Grand Lodges – In 1717, four Lodges of Freemasons meeting in London, England, formed the first Grand Lodge.  The first Grand Lodge chartered Symbolic Lodges and Provincial Grand Lodges in many countries, including the United States.  Today, there are more than 160 Grand Lodges in free countries of the world with a membership of more than 3.6 million. In the United States there are 51 Grand Lodges. There are approximately 1,600,000 Freemasons in the 51 Jurisdictions of the United States.

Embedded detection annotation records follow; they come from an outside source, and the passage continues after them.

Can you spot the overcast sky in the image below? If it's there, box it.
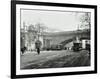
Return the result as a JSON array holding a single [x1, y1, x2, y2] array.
[[21, 10, 84, 31]]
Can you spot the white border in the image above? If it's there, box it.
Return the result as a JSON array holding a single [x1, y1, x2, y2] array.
[[16, 4, 94, 75]]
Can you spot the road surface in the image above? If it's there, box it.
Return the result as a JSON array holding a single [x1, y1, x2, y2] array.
[[21, 50, 90, 69]]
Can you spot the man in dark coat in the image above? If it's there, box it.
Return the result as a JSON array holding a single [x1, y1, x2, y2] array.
[[35, 40, 42, 55]]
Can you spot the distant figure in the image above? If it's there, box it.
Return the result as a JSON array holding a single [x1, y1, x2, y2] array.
[[35, 40, 42, 55], [21, 46, 27, 54]]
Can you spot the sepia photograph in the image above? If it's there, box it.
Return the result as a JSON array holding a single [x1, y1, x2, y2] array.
[[11, 1, 97, 78], [20, 9, 91, 69]]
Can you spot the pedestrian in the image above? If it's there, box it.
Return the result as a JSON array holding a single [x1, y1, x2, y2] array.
[[35, 40, 42, 55]]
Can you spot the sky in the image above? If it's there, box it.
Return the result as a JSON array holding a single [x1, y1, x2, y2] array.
[[21, 9, 84, 31]]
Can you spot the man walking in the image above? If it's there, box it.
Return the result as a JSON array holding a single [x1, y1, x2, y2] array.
[[35, 40, 42, 55]]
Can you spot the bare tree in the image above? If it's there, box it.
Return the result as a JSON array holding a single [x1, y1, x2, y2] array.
[[80, 12, 91, 30]]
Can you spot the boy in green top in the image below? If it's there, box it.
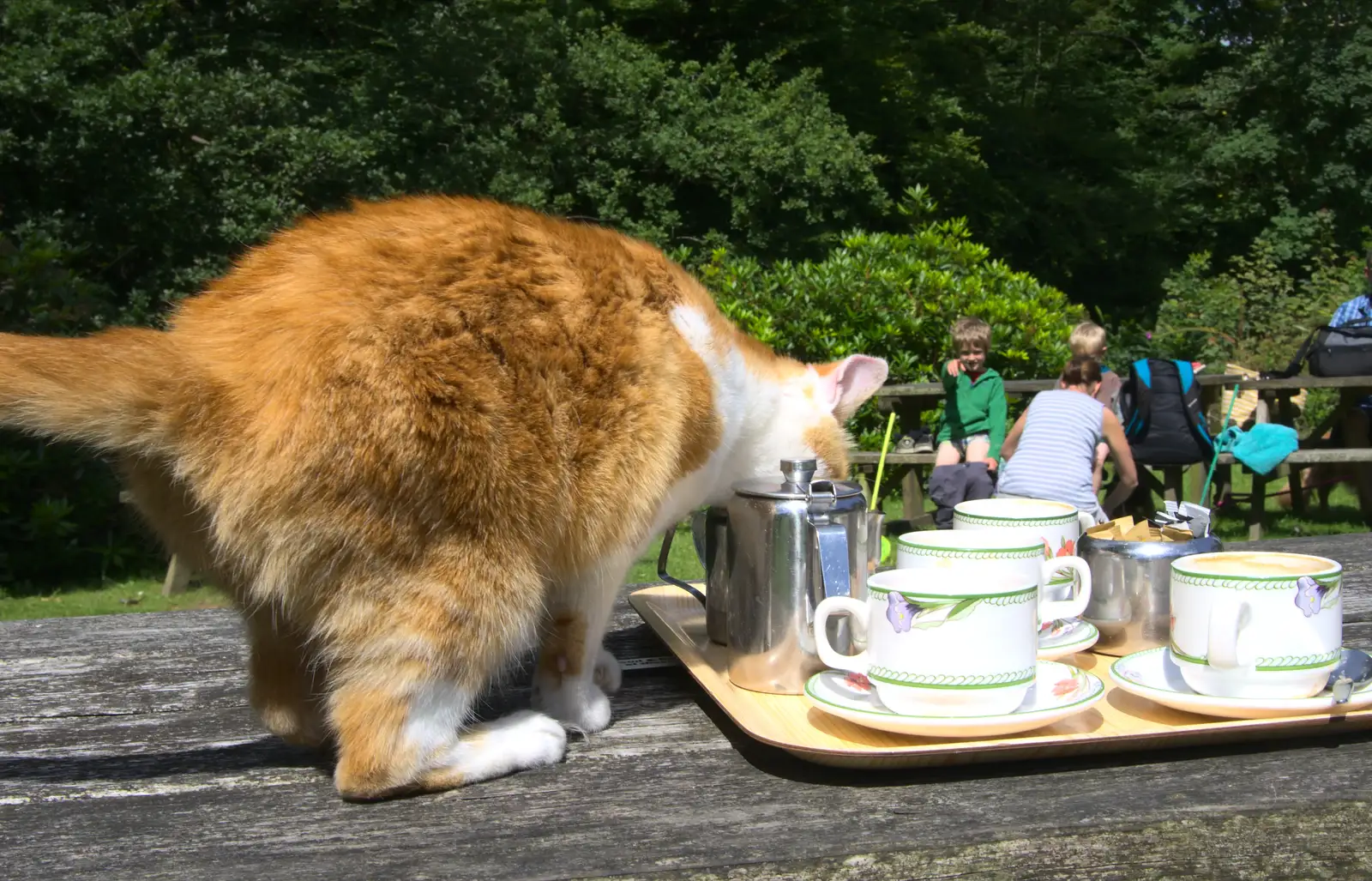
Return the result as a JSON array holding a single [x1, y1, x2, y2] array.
[[935, 318, 1006, 471]]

Symbolic Lodge – The basic unit of all Grand Lodges is the Symbolic Lodge, or “Blue Lodge,” as it is commonly known.  It is the Symbolic Lodge that issues petitions for initiation and membership, acts on petitions and confers the three Symbolic Degrees, known as the Entered Apprentice, Fellow Craft and Master Mason Degrees.   There are more than 430 Symbolic Lodges in the Jurisdiction of Pennsylvania with a membership of approximately 130,000.

When is a man, a Mason?

Joseph Fort Newton answers this question in the last paragraph of “The Builders”, probably the most popular of all Masonic books, in these words:

“When he can look out over the rivers, the hills and the far horizon with a profound sense of his own littleness in the vast scheme of things, and yet have faith, hope and courage, which is the root of every virtue.
When he knows that down in his heart every man is as noble, as vile, as divine, as diabolic and as lonely as himself; and seeks to know, to forgive and to love his fellow man.
When he knows how to sympathize with men in their sorrows, yea even in their sins – knowing that each man fights a hard fight against many odds.
When he has learned how to make friends and to keep them and above all, how to keep friends with himself.
When he loves flowers, can hunt birds without a gun and feels the thrill of an old forgotten joy when he hears the laugh of a little child.
When he can be happy and high-minded amid the meaner drudgeries of life.
When starcrowned trees and the glint of sunlight on flowing waters subdue him like the thought of one much loved and long dead.
When no voice of distress reaches his ears in vain, and no hand seeks his aid without response.
When he finds good in every faith that helps any man to lay hold of divine things and see majestic meanings in life, whatever the name of that faith may be.
When he can look into a wayside puddle and sees something beyond mud, and into the face of the most forlorn fellow mortal and see something beyond sin.
When he knows how to pray, how to love, how to hope.
When he has kept faith with himself, with his God; in his hand a sword for evil, in his heart a bit of a song; glad to live, but not afraid to die!
Such a man has found the only secret of Freemasonry, and the one which it is trying to give to all the world.”